Particulate matter is associated with various health impacts, including coughing and wheezing, as well as breathing difficulties, in otherwise healthy adults. It is also linked to lung disease/cancer, strokes, heart attacks, and dementia, as well as negative neurological health impacts. People most likely to impacted by harmful air pollutants include children under the age of 18, senior citizens, people of color and low income communities.

In the age of COVID-19, exposure to atmospheric pollutants is particularly worrying. A recent Harvard study that assessed the link between exposure to harmful air pollutants and COVID-19 mortality in the United States has shown that exposure to high levels of particulate matter can increase the likelihood of death resulting from COVID-19 complications. This is an area of concern, considering the State of the Air report indicates that millions of Americans are exposed to dangerously high levels of particulate matter on a daily basis.

However, Billings is quick to point out that the long-term trend is more positive when one compares the current air quality data with that from 20 years ago, which can in part be attributed to the introduction of the Clean Air Act. For example, 20 years ago Los Angeles experienced 70 more days where pollution was high. Overall, the data shows that emissions for most cities have been reduced by more than 70% since 1970.

"The Clean Air Act is a true public health success story," Billings said. "When it was passed in 1970, you literally couldn't see across the street in some cities. Air pollution was victimizing people all over the United States. Thanks to that law, we've seen dramatic improvements in air quality. But we're still not clean enough. The promise of the Clean Air Act is air that is safe and healthy for everyone to breathe, and sadly, as our report shows, we are far from that. That's why we need to enforce and implement the Clean Air Act."

"What we've seen in the last few years is the Trump administration taking steps to undermine and weaken enforcement and roll back regulations that provide significant benefits to public health by reducing emissions," Billings said, "whether it's the push to weaken efforts to clean up methane emissions from oil and gas operations, which is a big driver of climate change, or the recent efforts to roll back the clean car standards, which address carbon dioxide. The EPA recently took steps to undermine the Mercury and Air Toxins Standards and has rolled back efforts to clean up toxic emissions from coal-fired power plants. We see this pattern again and again, with this administration trying to undermine and weaken the Clean Air Act and further delay heeding the promise that Congress made to the American people decades ago: to provide air that is safe and healthy to breathe."

As the climate gets warmer, the Trump administration is rolling back regulations that were put in place to ensure the air we need to breathe in order to survive is not going to kill us, Billings encourages the public to demand that the government does more to ensure their health is protected.

"The COVID-19 crisis should be a wake-up call for the public to demand air that is safe to breathe," he said. "Air is life. We can't survive if we can't breathe. Clean air is fundamental and basic to who we are as a people, as a civilization.
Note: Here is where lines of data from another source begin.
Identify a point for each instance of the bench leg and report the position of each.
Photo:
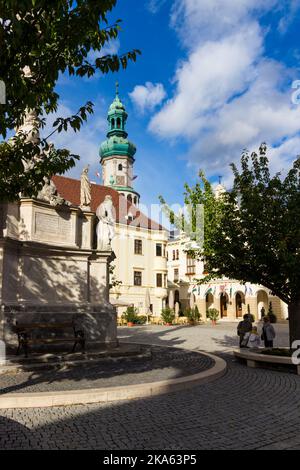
(251, 364)
(26, 349)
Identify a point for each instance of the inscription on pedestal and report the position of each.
(52, 227)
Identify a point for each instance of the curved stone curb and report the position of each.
(101, 395)
(253, 358)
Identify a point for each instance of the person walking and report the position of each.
(245, 326)
(251, 339)
(268, 333)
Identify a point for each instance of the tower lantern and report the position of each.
(117, 152)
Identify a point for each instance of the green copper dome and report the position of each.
(117, 142)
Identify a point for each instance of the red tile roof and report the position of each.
(69, 189)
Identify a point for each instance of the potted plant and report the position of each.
(193, 315)
(131, 316)
(168, 316)
(213, 315)
(271, 314)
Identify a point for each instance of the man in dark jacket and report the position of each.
(244, 327)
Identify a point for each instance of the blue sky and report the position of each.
(214, 77)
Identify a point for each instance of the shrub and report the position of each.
(141, 320)
(212, 314)
(167, 315)
(271, 314)
(193, 314)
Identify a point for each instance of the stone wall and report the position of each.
(50, 271)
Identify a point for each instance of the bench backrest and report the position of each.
(38, 326)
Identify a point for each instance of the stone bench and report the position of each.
(26, 338)
(254, 359)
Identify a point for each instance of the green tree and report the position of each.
(252, 233)
(39, 41)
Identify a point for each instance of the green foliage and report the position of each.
(271, 314)
(252, 233)
(141, 320)
(251, 316)
(192, 314)
(40, 40)
(212, 314)
(131, 315)
(167, 315)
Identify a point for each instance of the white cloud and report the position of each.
(111, 48)
(148, 96)
(228, 95)
(155, 5)
(292, 9)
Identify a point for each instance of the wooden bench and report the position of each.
(26, 338)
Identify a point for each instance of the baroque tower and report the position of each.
(117, 153)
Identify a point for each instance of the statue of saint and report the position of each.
(85, 190)
(106, 225)
(49, 194)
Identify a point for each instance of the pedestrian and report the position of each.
(245, 326)
(251, 339)
(268, 333)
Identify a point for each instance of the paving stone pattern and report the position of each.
(163, 363)
(245, 409)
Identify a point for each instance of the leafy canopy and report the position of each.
(39, 41)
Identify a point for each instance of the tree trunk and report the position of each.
(294, 321)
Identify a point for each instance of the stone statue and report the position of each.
(30, 127)
(263, 149)
(49, 194)
(106, 225)
(85, 190)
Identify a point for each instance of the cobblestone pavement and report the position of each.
(156, 364)
(245, 409)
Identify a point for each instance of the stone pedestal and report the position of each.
(51, 272)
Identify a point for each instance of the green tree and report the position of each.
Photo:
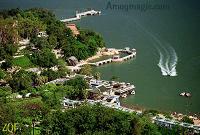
(80, 88)
(8, 63)
(187, 120)
(2, 74)
(4, 93)
(44, 58)
(52, 41)
(86, 70)
(97, 75)
(22, 80)
(52, 75)
(40, 42)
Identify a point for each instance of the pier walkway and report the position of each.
(82, 14)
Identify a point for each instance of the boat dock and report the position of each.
(81, 14)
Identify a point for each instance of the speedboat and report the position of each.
(133, 92)
(188, 95)
(182, 94)
(124, 95)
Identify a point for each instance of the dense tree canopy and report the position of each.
(44, 58)
(22, 80)
(97, 120)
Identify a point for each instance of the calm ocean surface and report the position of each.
(170, 36)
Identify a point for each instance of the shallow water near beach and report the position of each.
(152, 33)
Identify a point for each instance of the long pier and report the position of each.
(81, 14)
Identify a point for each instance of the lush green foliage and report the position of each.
(187, 120)
(79, 91)
(96, 120)
(44, 58)
(22, 80)
(23, 62)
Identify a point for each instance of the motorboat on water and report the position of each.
(133, 92)
(124, 95)
(182, 94)
(185, 94)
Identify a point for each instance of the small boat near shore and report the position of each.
(185, 94)
(124, 95)
(133, 92)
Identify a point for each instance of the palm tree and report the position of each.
(97, 75)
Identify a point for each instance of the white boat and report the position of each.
(188, 95)
(133, 92)
(124, 95)
(182, 94)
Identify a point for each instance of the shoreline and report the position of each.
(173, 115)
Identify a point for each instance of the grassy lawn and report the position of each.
(36, 131)
(23, 62)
We're living in trying times right now that happen to have created a moment when we are not taking clean, safe, healthy air for granted. While people should stay at home, practice social distancing, wash their hands, and follow the advice of CDC and local and state health departments to protect themselves from COVID-19, the public should also demand that their local, state, and federal agencies protect them from air pollution. No one should suffer from an asthma attack or die prematurely due to air pollution. This is preventable. We have made tremendous progress. It's time to finish the job."